Одному из них пуля попала в грудь. Он бежал и не мог остановиться. Он шагнул еще раз. Вторая пуля ударила его. Она пробила левый карман гимнастерки. Но солдат бежал, он не мог остановиться и сделал еще один шаг. И тогда его ударила третья пуля. Она летела сбоку и пробила его каску. Она ударила его в лоб, и тогда он упал.
И стало тихо, так же тихо, как было вечером последнего дня лагерных сборов.
(«Колокольчики»).
Что выросло здесь из чего: нравственное переживание из поэтического, философское из нравственного? Редко удается проследить эти пути, но почти каждый образ у Рида Грачева, если рассматривать его не отдельно, а в общем миросозерцании писателя, имеет будто бы три слоя: незамутненный, внимательный взгляд на мир – голос осмысляющей совести – рациональное осмысление проблемы. О своем творчестве Рид Грачев говорил по-разному: «Я записываю ряд своих впечатлений – и больше ничего (звукоряд… гармошка… шарманка?) – Я шарманщик!». Или: «Я обращаюсь к человеческой совести каждого причастного к литературному делу человека: речь идет не о пустяках». «– Для меня существует моя совесть, – ответил я, – и я жив, пока живет моя совесть». Ага! – сказали тут молодые писатели шестидесятых, окружавшие его и преклонявшиеся перед его талантом, – ты начинаешь чего-то требовать от нас. Требовать осмысления. Требовать нравственного суда. Требовать современности. Но не получается ли, что требования совести – просто модернизированный вариант «народности и партийности» в литературе? Известна полемика между Ридом Грачевым и Андреем Битовым. Битов писал в «Записках из-за угла» (глава «Открытое письмо писателю Р.Г. из Ленинграда»): «Мы [т. е. Р.Г. и его единомышленники. – Б.Р.], говорит он, вперед ушли, мы литературу мысли создаем, новая система координат у нас, информация-фуяция, а у тебя система координат старая, ты всечувствишки да ощущеньица, ты мертвый уже». Всей душой хочется согласиться с Битовым, который отстаивает право писателя на полную свободу и независимость, даже независимость от нового времени и от своих ближайших единомышленников. «И догонять я вас не хочу. А тем более дышать вам в затылок. Я сам себе в затылок дышу, и сам себе на пятки наступаю, сам за собой гонюсь и сам от себя то отстаю, то нагоняю. Вот ведь загадка какая».
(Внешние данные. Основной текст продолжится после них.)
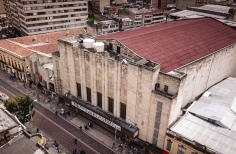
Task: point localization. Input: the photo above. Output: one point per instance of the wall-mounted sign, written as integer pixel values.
(96, 116)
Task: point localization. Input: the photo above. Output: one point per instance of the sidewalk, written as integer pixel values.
(97, 132)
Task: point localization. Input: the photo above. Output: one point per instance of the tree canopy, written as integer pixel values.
(19, 106)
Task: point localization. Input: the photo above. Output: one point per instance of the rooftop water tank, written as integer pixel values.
(99, 46)
(88, 43)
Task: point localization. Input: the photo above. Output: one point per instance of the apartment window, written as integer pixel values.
(181, 150)
(168, 145)
(157, 86)
(88, 90)
(110, 104)
(166, 89)
(110, 46)
(99, 99)
(78, 89)
(123, 110)
(118, 49)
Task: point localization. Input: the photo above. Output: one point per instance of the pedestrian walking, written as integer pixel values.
(113, 145)
(75, 141)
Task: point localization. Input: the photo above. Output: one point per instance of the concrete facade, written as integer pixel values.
(129, 83)
(183, 4)
(37, 17)
(142, 17)
(149, 107)
(12, 63)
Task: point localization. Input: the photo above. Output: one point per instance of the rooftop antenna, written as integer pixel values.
(34, 38)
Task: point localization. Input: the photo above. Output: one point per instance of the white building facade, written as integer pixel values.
(138, 89)
(45, 16)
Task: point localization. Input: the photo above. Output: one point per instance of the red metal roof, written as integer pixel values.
(177, 43)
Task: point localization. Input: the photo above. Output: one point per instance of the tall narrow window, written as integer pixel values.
(79, 90)
(88, 90)
(99, 99)
(110, 105)
(157, 86)
(181, 150)
(168, 146)
(123, 110)
(110, 46)
(166, 89)
(118, 49)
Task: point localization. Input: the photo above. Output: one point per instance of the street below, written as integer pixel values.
(58, 128)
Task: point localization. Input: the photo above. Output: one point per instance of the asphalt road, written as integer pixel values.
(60, 129)
(4, 88)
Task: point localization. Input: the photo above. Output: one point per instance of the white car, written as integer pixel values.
(3, 97)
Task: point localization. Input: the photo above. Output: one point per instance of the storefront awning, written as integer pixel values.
(103, 116)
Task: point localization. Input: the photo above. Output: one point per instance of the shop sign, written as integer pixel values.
(96, 116)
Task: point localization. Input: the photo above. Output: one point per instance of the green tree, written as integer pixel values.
(11, 105)
(20, 106)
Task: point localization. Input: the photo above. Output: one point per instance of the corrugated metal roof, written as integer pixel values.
(217, 138)
(220, 105)
(177, 43)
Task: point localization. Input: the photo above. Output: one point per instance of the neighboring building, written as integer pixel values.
(29, 58)
(112, 9)
(2, 7)
(209, 124)
(99, 5)
(10, 128)
(108, 26)
(37, 17)
(183, 4)
(142, 17)
(156, 4)
(139, 84)
(224, 14)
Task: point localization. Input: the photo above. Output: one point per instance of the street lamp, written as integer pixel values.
(37, 93)
(115, 137)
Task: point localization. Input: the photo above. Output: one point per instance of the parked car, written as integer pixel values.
(3, 97)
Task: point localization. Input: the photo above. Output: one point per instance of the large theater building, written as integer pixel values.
(135, 82)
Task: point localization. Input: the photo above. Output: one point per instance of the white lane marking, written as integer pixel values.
(69, 133)
(7, 91)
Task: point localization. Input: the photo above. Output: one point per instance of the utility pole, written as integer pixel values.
(115, 136)
(37, 93)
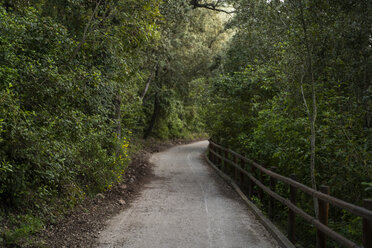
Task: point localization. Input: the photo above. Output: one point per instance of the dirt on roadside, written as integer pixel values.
(81, 227)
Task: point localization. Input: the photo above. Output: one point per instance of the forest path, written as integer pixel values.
(185, 205)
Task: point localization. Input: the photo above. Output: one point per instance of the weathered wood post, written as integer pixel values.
(271, 199)
(367, 226)
(323, 217)
(260, 191)
(291, 214)
(236, 169)
(226, 164)
(210, 154)
(242, 165)
(214, 157)
(251, 183)
(218, 151)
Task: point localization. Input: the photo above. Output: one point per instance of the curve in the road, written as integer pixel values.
(186, 205)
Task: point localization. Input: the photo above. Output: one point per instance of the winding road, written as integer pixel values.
(185, 205)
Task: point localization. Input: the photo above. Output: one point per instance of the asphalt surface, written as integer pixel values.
(185, 205)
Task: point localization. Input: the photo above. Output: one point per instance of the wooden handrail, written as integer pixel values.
(359, 211)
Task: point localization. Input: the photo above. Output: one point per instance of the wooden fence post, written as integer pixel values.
(271, 199)
(218, 158)
(367, 226)
(323, 217)
(291, 214)
(260, 191)
(242, 165)
(210, 154)
(226, 164)
(236, 170)
(251, 183)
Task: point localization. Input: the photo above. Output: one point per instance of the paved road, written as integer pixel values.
(186, 205)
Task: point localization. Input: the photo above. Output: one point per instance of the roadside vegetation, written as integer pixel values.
(287, 83)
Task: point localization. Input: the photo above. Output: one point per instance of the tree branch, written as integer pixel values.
(210, 6)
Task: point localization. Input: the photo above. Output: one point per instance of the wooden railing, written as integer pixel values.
(219, 156)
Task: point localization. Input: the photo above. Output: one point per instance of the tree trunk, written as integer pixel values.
(313, 113)
(153, 117)
(117, 117)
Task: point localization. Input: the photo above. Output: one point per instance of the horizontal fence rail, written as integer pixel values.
(219, 154)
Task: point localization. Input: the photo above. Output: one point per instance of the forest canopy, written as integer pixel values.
(287, 83)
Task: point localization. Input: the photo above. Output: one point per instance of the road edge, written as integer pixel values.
(270, 227)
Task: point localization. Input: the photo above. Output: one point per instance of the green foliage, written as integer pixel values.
(257, 107)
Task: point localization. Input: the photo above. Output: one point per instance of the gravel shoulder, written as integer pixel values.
(83, 225)
(185, 204)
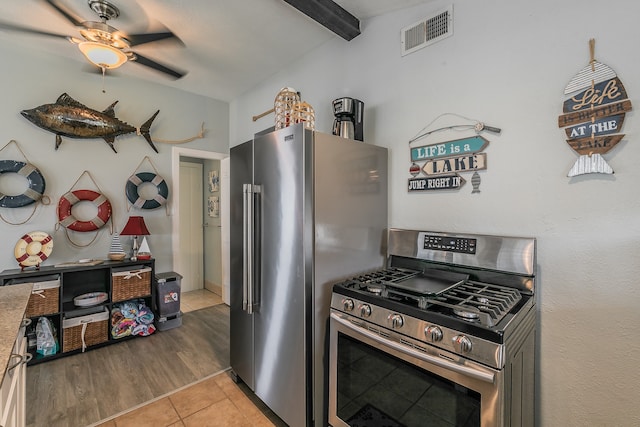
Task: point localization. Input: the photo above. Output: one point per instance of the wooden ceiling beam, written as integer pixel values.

Интересно, что похожий спор, также в середине шестидесятых, происходил между Бродским и Аронзоном:
Бродский: Стихи должны исправлять поступки людей.
Аронзон: Нет, они должны в грации стиха передавать грацию мира, безотносительно к поступкам людей.
Все дело не в том, что Рид Грачев и Бродский требовали служения народу, а в том, что они не мыслили своего творчества без рациональной составляющей, а осмысляющим началом, во всяком случае, для Рида Грачева уж точно, была совесть. Он не видел возможности противопоставить художественное и нравственное, так называемое этическое и так называемое эстетическое, главное и случайное, потому что писал всегда только о главном и побуждаемый только совестью. Поэзия случайного, мимолетного, обращенного не к людям, а к себе или к Богу была абсолютно чужда ему. По-другому он просто не мог. В этом уникальность его писательского дара. И он не понимал, как могут другие писать иначе. Из этого рождалась отчужденность, которая становилась все глуше. К тому времени, когда Рид Грачев почти перестал писать, у него было немного читателей, совсем не было единомышленников, зато было множество сочувствующих. Это не могло не переживаться им как катастрофа. В конце шестидесятых катастрофа пришла и с другой стороны, но об этом позже.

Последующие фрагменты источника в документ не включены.